Apache Hadoop Top 20 Commands

Apache Hadoop Commands

In this tutorial, we will see the list of Hadoop commands which are used to perform multiple tasks like submit jobs, check the status of jobs, kill jobs, check the list of jobs, command to format namenode, command to rollback namenode in its previous state and so on.

Commands Description
$hadoop job -submit This command is used to submit the job.
$hadoop job -status This command is used to print the map and reduce the end percentage and all job counters.
$hadoop job -counter This command will print group-name counter-name and counter value.
$hadoop job -kill job-id This command will kill the job.
$hadoop job -events job-id from-event-# #-of-events. This command is used to imprint the event details received by the job tracker for the delivered scope.
$hadoop job -history [all]jobOutputDir This command is used to print job details such as the job is completed, failed, or killed. The option (all) will give more details such as successful tasks and the attempts composed for each task.
$hadoop job -list [all] This command will display jobs that are yet to complete.
$hadoop job -kill-task task-id This command will kill the task.
$hadoop job -fail-task task-id This command will fail the task.
$hadoop job -set-priority job-id priority This command will change the priority of the job. The values allowed for priority are very high, high, normal, low, and very low.
$hadoop dfsadmin -report This command is used to describe the filesystem.
$hadoop dfsadmin -refreshNodes This command will re-read the hosts and exclude files to update the set of Datanodes that are allowed to connect to the Namenode and those that should be decommissioned or recommissioned.
$hadoop dfsadmin -finalizeUpgrade This command will finalize the upgrade of HDFS.
$hadoop dfsadmin -upgradeProgress status / details / force This command will request the current distributed upgrade status, a detailed status, or force the upgrade to proceed.
$hadoop dfsadmin -metasave filename This command saves the Namenode's fundamental data structures to the filename in the directory named by hadoop.log.dir property.
$hadoop dfsadmin -restoreFailedStorage true / false / check This command is used to turn on/off planned effort to recover broken storage replicas.
$hadoop namenode -format This command will format the namenode.
$hadoop namenode -rollback This command is used to revert the namenode to the earlier version.
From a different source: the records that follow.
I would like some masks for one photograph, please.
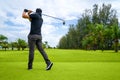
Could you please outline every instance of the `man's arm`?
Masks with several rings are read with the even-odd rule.
[[[25,12],[25,10],[24,10],[23,13],[22,13],[22,17],[25,18],[25,19],[29,19],[31,21],[31,18],[29,16],[29,14],[31,12],[32,12],[31,10],[28,10],[28,12]]]

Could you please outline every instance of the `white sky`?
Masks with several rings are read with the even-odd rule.
[[[23,9],[41,8],[44,14],[62,18],[66,25],[52,18],[44,17],[42,26],[43,42],[48,41],[52,47],[56,46],[60,38],[68,31],[69,24],[77,22],[85,9],[92,9],[94,4],[112,4],[117,10],[120,22],[120,0],[0,0],[0,34],[8,37],[9,41],[18,38],[27,41],[30,22],[21,17]]]

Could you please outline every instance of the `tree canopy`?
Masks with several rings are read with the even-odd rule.
[[[115,49],[118,51],[120,26],[117,11],[111,4],[86,9],[76,25],[70,25],[68,33],[58,44],[66,49]]]

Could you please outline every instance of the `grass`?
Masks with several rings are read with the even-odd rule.
[[[54,63],[45,63],[35,51],[33,70],[27,70],[28,51],[0,51],[0,80],[119,80],[120,53],[47,49]]]

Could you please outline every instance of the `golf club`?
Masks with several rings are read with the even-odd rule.
[[[25,12],[28,12],[29,10],[28,9],[24,9]],[[30,10],[32,11],[32,10]],[[34,12],[34,11],[32,11]],[[50,16],[50,15],[47,15],[47,14],[42,14],[43,16],[47,16],[47,17],[51,17],[51,18],[54,18],[54,19],[58,19],[58,20],[61,20],[63,21],[63,25],[65,25],[65,20],[61,19],[61,18],[58,18],[58,17],[53,17],[53,16]]]
[[[54,18],[54,19],[58,19],[58,20],[61,20],[63,21],[63,25],[65,25],[65,20],[61,19],[61,18],[58,18],[58,17],[53,17],[53,16],[50,16],[50,15],[47,15],[47,14],[42,14],[43,16],[47,16],[47,17],[51,17],[51,18]]]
This command is used when the Hadoop cluster is stopped.
$hadoop namenode -finalize This command will remove the previous state of the files system. The recent upgrade will become permanent. The rollback option will not be available anymore. Once the finalization is completed post that, the namenode is shutdown.
$hadoop namenode -importCheckpoint This command will load an image from a checkpoint directory and save it into the current one. Checkpoint dir is read from property fs. checkpoint. dir.